Global Times

CPI rises 2.1% in 2018

▶ Analysts point to lower oil prices, slack consumer demand

- By Shen Weiduo

The consumer price index (CPI), a main gauge of inflation in China, rose 1.9 percent year-on-year in December, the lowest growth since June 2018 and down from 2.2 percent in November, according to figures released by the National Bureau of Statistics (NBS) on Thursday.

Analysts had expected a 2.1 percent CPI gain for December.

The CPI growth rate for the whole of 2018 was 2.1 percent, up from 1.6 percent for 2017 but squarely lower than the annual government target of 3 percent.

“The sharp decline in oil prices may be the main cause for the lower-than-expected CPI figure,” Dong Dengxin, director of the Financial Securities Institute at Wuhan University of Science and Technology, told the Global Times on Thursday.

“The CPI should be rising at this time because vegetable prices tend to go up in the winter season. There’s also the impact of the New Year holidays,” Dong said, adding that the full-year figure of 2.1 percent growth was still strong.

Sheng Guoqing, a senior statistici­an with NBS, also cited the drop in oil prices as a reason for slower CPI growth.
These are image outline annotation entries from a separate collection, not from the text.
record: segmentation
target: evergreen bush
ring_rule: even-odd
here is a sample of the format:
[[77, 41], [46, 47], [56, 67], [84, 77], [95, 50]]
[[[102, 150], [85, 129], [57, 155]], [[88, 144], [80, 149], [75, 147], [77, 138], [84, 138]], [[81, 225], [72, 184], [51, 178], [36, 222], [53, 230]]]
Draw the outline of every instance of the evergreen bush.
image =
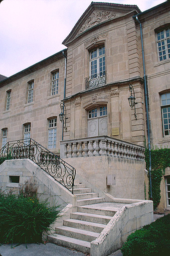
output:
[[42, 242], [42, 234], [59, 216], [59, 206], [46, 200], [0, 192], [0, 243]]
[[129, 236], [121, 249], [123, 256], [165, 256], [170, 252], [170, 214]]

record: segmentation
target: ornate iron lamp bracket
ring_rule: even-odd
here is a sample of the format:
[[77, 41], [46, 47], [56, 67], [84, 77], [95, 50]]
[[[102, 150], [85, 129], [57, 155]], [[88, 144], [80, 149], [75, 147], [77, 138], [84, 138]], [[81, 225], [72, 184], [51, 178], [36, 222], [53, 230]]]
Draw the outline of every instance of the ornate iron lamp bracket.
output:
[[138, 104], [137, 102], [135, 102], [135, 91], [133, 86], [132, 84], [129, 85], [129, 92], [131, 93], [130, 96], [128, 98], [129, 100], [129, 106], [132, 109], [133, 109], [133, 107], [134, 106], [135, 108], [135, 111], [134, 111], [134, 116], [136, 120], [137, 120], [137, 116], [136, 113], [136, 104]]
[[65, 130], [67, 132], [67, 128], [66, 127], [66, 120], [68, 119], [68, 118], [67, 118], [67, 110], [64, 103], [61, 103], [60, 107], [61, 110], [61, 112], [59, 115], [60, 120], [61, 122], [63, 122], [63, 124], [64, 124], [64, 128]]

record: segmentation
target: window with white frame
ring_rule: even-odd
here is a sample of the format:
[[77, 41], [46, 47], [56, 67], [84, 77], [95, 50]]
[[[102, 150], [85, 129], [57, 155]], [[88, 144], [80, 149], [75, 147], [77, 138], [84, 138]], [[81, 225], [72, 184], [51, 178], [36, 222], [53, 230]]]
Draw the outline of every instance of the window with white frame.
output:
[[159, 60], [170, 58], [170, 28], [157, 33], [157, 46]]
[[168, 136], [170, 135], [170, 92], [161, 97], [164, 136]]
[[28, 82], [28, 103], [30, 103], [33, 102], [33, 82]]
[[48, 120], [48, 148], [55, 148], [57, 140], [57, 118]]
[[10, 108], [10, 98], [11, 98], [11, 90], [9, 90], [7, 92], [7, 98], [6, 98], [6, 110], [9, 110]]
[[51, 95], [55, 95], [58, 92], [58, 71], [52, 73]]
[[90, 52], [90, 74], [92, 78], [97, 74], [103, 75], [105, 71], [105, 48], [101, 46]]
[[170, 176], [167, 176], [165, 180], [167, 206], [170, 206]]
[[3, 147], [7, 142], [7, 128], [5, 128], [2, 130], [2, 147]]
[[88, 136], [108, 135], [107, 106], [95, 108], [88, 111]]
[[29, 138], [31, 132], [31, 124], [26, 124], [24, 125], [24, 143], [28, 145], [29, 142]]

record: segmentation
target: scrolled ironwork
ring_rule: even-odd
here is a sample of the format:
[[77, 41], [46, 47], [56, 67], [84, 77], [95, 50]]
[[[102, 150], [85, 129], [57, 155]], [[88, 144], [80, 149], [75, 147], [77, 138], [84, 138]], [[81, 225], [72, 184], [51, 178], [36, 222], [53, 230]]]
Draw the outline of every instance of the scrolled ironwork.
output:
[[14, 140], [0, 150], [0, 158], [29, 158], [73, 194], [76, 170], [33, 140]]
[[86, 88], [96, 87], [106, 84], [106, 72], [103, 71], [98, 74], [94, 74], [86, 78]]

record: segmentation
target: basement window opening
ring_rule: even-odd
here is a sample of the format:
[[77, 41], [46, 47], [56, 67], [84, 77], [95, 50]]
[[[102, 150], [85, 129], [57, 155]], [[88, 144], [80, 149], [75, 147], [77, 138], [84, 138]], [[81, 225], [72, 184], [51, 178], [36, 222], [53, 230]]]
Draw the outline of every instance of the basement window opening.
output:
[[9, 182], [19, 183], [19, 176], [9, 176]]

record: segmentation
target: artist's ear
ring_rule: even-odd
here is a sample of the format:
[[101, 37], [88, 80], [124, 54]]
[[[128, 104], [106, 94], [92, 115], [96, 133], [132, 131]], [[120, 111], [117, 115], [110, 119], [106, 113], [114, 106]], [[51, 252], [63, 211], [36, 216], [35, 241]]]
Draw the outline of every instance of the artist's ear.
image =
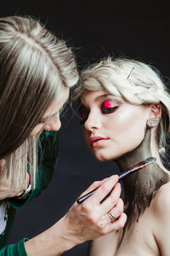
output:
[[150, 119], [160, 119], [162, 116], [161, 104], [150, 104]]

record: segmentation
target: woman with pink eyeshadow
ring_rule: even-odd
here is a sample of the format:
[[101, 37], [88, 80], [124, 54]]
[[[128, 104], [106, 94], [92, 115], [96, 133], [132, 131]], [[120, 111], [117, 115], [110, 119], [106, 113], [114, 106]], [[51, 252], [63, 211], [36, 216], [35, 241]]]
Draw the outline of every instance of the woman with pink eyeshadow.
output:
[[[100, 185], [98, 192], [81, 206], [75, 202], [48, 230], [7, 245], [16, 210], [39, 195], [51, 180], [60, 111], [77, 80], [74, 55], [65, 42], [31, 17], [0, 18], [1, 256], [61, 255], [125, 224], [121, 186], [112, 176], [93, 183], [84, 193]], [[114, 185], [107, 205], [101, 205]], [[111, 208], [119, 212], [115, 223], [107, 214]]]
[[[167, 87], [149, 65], [108, 58], [82, 73], [73, 99], [80, 104], [85, 141], [97, 160], [115, 160], [124, 172], [148, 157], [156, 158], [124, 177], [126, 224], [92, 241], [88, 255], [168, 256]], [[115, 209], [110, 213], [116, 219]]]

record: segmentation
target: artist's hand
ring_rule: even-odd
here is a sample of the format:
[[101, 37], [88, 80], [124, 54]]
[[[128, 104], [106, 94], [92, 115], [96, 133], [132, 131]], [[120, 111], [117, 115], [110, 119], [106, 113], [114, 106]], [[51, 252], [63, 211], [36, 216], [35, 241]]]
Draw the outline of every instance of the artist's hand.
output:
[[[82, 204], [76, 202], [63, 218], [63, 236], [67, 242], [79, 244], [118, 230], [124, 226], [127, 216], [123, 212], [123, 202], [120, 198], [121, 185], [117, 181], [118, 177], [115, 175], [95, 182], [80, 195], [82, 196], [99, 186], [93, 195]], [[110, 196], [100, 203], [113, 187]], [[109, 212], [116, 218], [113, 223]]]
[[[5, 198], [19, 196], [22, 195], [24, 190], [19, 189], [19, 191], [14, 191], [11, 186], [9, 180], [8, 178], [4, 178], [3, 172], [4, 172], [5, 160], [0, 160], [0, 200], [3, 200]], [[29, 174], [27, 174], [26, 179], [29, 183]]]

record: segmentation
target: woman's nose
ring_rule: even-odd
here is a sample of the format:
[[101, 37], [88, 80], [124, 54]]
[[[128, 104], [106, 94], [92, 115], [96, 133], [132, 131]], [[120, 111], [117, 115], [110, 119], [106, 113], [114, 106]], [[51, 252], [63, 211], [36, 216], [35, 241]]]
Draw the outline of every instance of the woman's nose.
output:
[[48, 124], [45, 125], [44, 130], [46, 131], [59, 131], [61, 127], [61, 122], [60, 119], [60, 115], [54, 115]]
[[93, 131], [101, 126], [101, 121], [97, 113], [89, 113], [88, 117], [84, 124], [85, 129]]

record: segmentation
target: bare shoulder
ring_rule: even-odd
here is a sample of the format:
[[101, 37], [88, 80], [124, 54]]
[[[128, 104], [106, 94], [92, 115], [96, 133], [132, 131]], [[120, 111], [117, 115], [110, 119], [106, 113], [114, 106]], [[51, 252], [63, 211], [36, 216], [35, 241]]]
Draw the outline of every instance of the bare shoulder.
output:
[[162, 185], [157, 191], [152, 204], [155, 214], [170, 216], [170, 183]]

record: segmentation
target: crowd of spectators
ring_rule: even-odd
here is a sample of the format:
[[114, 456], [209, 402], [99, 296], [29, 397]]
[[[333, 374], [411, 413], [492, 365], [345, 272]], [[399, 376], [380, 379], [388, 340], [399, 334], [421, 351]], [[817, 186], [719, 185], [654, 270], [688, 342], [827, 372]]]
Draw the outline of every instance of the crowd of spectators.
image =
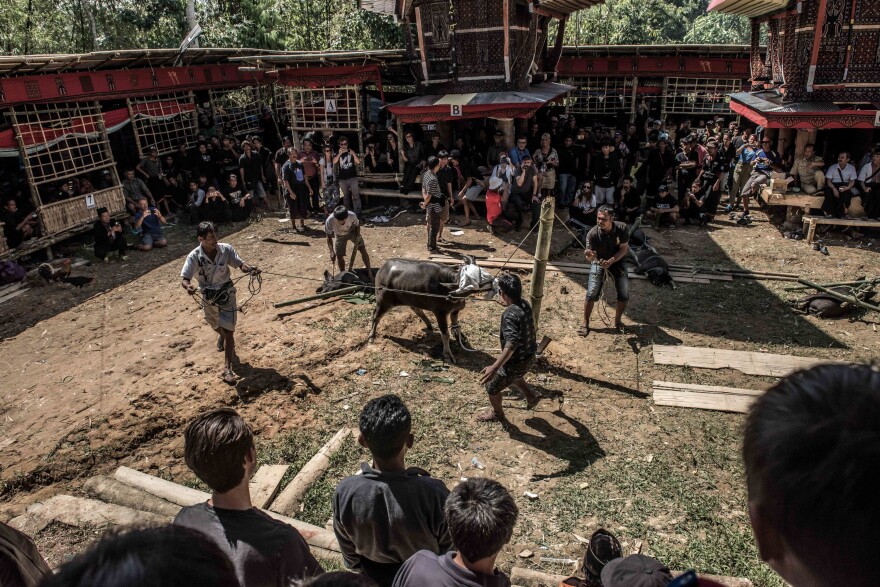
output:
[[[880, 371], [827, 364], [796, 372], [757, 399], [745, 425], [749, 517], [761, 558], [793, 587], [877, 584]], [[278, 585], [477, 587], [510, 585], [496, 567], [519, 517], [499, 482], [473, 477], [452, 490], [408, 466], [412, 416], [399, 397], [370, 400], [358, 442], [372, 455], [339, 482], [333, 531], [351, 573], [324, 573], [303, 537], [251, 503], [254, 436], [232, 409], [207, 412], [184, 434], [184, 459], [211, 498], [174, 524], [105, 535], [52, 574], [33, 543], [0, 524], [0, 584], [9, 587]], [[623, 556], [597, 530], [581, 573], [563, 585], [717, 585]]]

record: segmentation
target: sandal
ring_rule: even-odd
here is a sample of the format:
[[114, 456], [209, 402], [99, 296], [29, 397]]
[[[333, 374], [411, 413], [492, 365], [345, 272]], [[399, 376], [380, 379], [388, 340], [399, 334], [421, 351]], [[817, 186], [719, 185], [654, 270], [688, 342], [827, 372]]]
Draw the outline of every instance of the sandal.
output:
[[477, 422], [503, 422], [504, 420], [506, 420], [506, 418], [498, 416], [498, 414], [492, 410], [488, 410], [477, 416]]

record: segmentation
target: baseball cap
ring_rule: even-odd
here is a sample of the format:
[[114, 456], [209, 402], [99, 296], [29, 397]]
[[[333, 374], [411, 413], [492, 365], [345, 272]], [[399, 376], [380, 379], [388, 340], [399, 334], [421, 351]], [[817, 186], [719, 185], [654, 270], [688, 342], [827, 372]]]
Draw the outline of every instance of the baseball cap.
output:
[[602, 569], [603, 587], [666, 587], [670, 581], [669, 568], [643, 554], [614, 559]]

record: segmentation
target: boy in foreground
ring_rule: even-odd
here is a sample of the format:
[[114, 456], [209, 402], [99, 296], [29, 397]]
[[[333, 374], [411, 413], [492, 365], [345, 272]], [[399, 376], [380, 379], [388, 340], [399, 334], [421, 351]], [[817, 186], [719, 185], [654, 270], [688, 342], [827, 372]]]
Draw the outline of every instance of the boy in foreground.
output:
[[323, 572], [299, 532], [251, 503], [254, 436], [235, 410], [212, 410], [187, 426], [184, 459], [211, 488], [211, 499], [181, 509], [174, 524], [214, 541], [242, 585], [276, 587]]
[[518, 514], [513, 497], [497, 481], [463, 481], [446, 500], [456, 551], [417, 552], [400, 569], [393, 587], [508, 587], [510, 579], [495, 568], [495, 559], [510, 542]]
[[358, 443], [370, 449], [373, 464], [361, 463], [361, 475], [336, 487], [333, 531], [345, 566], [387, 587], [416, 552], [442, 554], [451, 547], [443, 515], [449, 490], [427, 471], [407, 468], [412, 417], [396, 395], [367, 402]]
Gasoline and diesel prices fell 10.1 percent and 10.8 percent, respective­ly, compared with November, which together led the CPI to fall by about 0.22 percentage point, Sheng said in a statement on the NBS’ official website.

Liu Xuezhi, senior analyst of the Bank of Communicat­ions, told the Global Times on Thursday that the lowerthan-expected CPI figure also showed sluggish consumer demand amid uncertaint­ies in the country’s economic outlook.

“However, with the coming of China’s Lunar New Year festival, the CPI is likely to edge up. Also, the government has taken series of measures to stimulate domestic demand,” Dong said.

NBS figures showed that the food price index rose 2.5 percent from a year earlier in December, contributi­ng 0.48 percentage point to overall CPI growth.

The producer price index (PPI), or factory-gate inflation, rose 0.9 percent in December from a year earlier, the slowest since September 2016 and a dramatic drop from the 2.7 percent growth in November, according to the statistics bureau.

Liu said that the slowdown in PPI, indicating weaker industrial profits, tells of the rising downward pressures on Chinese manufactur­ers.

“With more government policies to support small and medium-sized enterprise­s and improve their financing environmen­t – some of these measures have already been implemente­d – the PPI is expected to rise,” Liu said.